The length of the delay and reasons for the delay
[12] Although the Appellants have filed an application seeking to appeal out of time as they had passed the appealable period they have not given any reasons for the delay of 7 days.
Whether there is a ground of merit justifying the Appellate Court’s consideration
[13] On a perusal of the judgment of the Magistrate’s Court, it is clear that what had been required at the hearing was a ruling as regards the preliminary issue that was raised by the Appellants regarding the time bar. In fact the learned Magistrate gave a written Ruling on 11 June 2014 answering the preliminary issue in favour of the Respondent. The cause of action according to the Respondent had arisen in 2007 when the Appellants had sold the property to a third party and the said transfer had been registered on 26 June 2007.

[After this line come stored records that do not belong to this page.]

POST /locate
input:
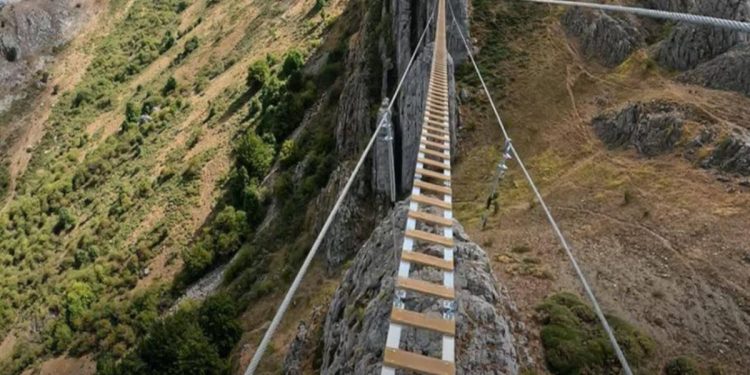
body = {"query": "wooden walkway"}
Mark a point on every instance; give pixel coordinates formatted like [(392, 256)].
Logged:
[(430, 210)]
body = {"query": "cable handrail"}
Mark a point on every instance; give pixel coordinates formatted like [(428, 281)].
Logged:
[(255, 362), (654, 13), (550, 218)]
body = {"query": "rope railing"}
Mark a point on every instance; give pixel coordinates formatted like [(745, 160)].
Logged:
[(653, 13), (556, 228), (263, 346)]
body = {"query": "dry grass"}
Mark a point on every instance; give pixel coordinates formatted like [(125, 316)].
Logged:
[(638, 225)]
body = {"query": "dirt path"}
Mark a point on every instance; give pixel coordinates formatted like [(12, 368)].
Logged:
[(672, 258)]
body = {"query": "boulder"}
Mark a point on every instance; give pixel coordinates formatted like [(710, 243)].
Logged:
[(356, 324), (608, 38), (729, 71), (652, 128), (689, 45)]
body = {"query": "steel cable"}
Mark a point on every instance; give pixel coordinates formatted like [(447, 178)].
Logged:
[(252, 367), (550, 218), (674, 16)]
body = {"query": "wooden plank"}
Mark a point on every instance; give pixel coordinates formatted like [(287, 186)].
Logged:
[(427, 260), (433, 163), (442, 124), (436, 116), (429, 237), (425, 287), (402, 359), (441, 146), (433, 153), (438, 110), (432, 187), (419, 198), (430, 218), (435, 137), (417, 320), (435, 130), (436, 175)]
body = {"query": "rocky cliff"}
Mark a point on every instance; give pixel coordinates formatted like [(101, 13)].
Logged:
[(378, 56), (356, 323), (660, 127), (348, 336), (30, 31), (709, 56)]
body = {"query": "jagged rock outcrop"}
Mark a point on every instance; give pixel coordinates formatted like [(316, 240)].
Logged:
[(29, 31), (730, 71), (411, 111), (656, 127), (731, 154), (606, 37), (689, 44), (356, 324), (652, 128), (355, 124)]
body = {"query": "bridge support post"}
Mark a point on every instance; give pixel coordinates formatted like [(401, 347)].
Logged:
[(384, 163)]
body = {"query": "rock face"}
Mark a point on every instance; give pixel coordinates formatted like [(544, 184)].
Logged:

[14] The learned Magistrate having dealt with the preliminary issue in favour of the Respondent went on to make the following orders:
“1. The Limitation Act does not bar the Plaintiffs from pursuing this matter. It is within time.
4. The Plaintiffs are entitled to costs of this action.
5. 7 days to appeal.”
[15] The Appellants appeal to the High Court was dismissed on the basis that the learned Magistrate was correct when he decided that the action was not barred by the Limitation Act. However, the High Court failed to consider the effect of the Ruling which concluded the entirety of the matter, as judgment was entered in favour of the Respondent.
[16] As the claim of the Respondent had not been established by way of any evidence, there is merit in the appeal as the Respondent had not established his claim specially when the Appellants had in their statement of defence denied the claim of the Respondent and had stated that even a cheque given by the Respondent for $12,000 had been dishonoured.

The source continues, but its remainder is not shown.